Nostalgic discharge characterizes theatre performance

by • August 19, 2017 • FeaturedArticle, NewsComments (0)1296

By John Owoo

(In Accra – Ghana)

Theatre director / academic Abdul Karim Hakib’s stage adaption of a classic Ghanaian film “I Told You So” recently brought a discharge of nostalgic feelings by elderly members of the audience during a splendid performance at the Accra International Conference Centre.

With the cast largely comprising students of the School of performing Arts, University of Ghana (Legon), the play offered a sharp glimpse of life in Ghana in the late 1960s and early 1970s while showcasing the fact that life in the past is palpably and demonstrably present.

A comedy that reveals the travails of a young woman who was compelled to employ riches as a tool for marriage and the consequences that befell the union, the play gradually reveals the travails, disgrace and ridicule the family encountered owing to their inability to effectively verify the background of a so called rwealthy man.

Director Hakib, who uses humour to a fine effect, equally employs singing, dancing, practical proverbs and adages that were in vogue during the period while interspersing the production with highlife, traditional and folk music as well as free style Ghanaian dances of the 1970s.

“It is a story of greed, a sense of self fulfilment in wealth and a false belief that riches is the solution to all problems on earth thereby turning it into a critical element of marriage. I watched this film over thirty five years ago and it has suddenly brought memories of the period – we need more of these historical productions”, said Yaw Adu, a writer in Accra.

The performance was delivered with the lightest of touches as the director adapts an easy conversational tone laced with intense humour while employing a choir to unveil part of the story thereby bringing on stage an atmosphere of a past era in a relaxed and entertaining manner.

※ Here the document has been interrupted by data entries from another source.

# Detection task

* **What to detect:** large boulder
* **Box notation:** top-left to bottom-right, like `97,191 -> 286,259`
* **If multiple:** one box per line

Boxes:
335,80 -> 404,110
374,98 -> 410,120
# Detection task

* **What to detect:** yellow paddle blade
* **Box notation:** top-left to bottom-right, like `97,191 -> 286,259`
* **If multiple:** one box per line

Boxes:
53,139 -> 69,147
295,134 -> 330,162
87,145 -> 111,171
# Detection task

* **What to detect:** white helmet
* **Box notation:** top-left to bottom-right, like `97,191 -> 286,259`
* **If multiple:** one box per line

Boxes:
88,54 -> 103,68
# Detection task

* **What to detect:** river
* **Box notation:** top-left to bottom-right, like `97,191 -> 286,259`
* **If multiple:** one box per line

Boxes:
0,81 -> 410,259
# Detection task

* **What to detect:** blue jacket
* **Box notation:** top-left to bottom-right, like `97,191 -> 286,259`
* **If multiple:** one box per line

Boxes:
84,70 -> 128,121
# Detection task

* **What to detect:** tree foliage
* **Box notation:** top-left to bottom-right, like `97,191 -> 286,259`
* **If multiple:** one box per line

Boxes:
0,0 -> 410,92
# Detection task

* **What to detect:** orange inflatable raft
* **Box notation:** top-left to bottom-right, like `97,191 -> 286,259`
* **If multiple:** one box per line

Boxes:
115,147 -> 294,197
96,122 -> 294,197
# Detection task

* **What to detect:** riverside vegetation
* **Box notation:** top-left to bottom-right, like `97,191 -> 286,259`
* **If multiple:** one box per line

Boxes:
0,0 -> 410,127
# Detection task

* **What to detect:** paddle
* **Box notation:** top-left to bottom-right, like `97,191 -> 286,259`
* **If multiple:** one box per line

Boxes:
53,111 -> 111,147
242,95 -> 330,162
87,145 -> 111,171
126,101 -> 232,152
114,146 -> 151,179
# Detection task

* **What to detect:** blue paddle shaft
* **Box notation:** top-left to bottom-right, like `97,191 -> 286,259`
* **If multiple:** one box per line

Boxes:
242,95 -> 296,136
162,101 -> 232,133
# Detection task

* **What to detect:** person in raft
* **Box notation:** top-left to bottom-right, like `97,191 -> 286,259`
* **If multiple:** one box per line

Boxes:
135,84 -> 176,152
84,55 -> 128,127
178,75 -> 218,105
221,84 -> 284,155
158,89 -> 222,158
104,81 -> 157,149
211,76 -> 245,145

Interspersed with music from a palm wine highlife band comprising students and lecturers, the relationship between traditional Ghanaian culture and western pop culture that was equally in vogue in post-independence Ghana, was clearly visible through mannerisms, dressing and social ceremonies.

Undeniably, this stage adaption of “I Told You So” has brought into sharp focus themes in current Ghanaian films with enthusiasts pointing to the style of this film as one of the directions our industry should pursue.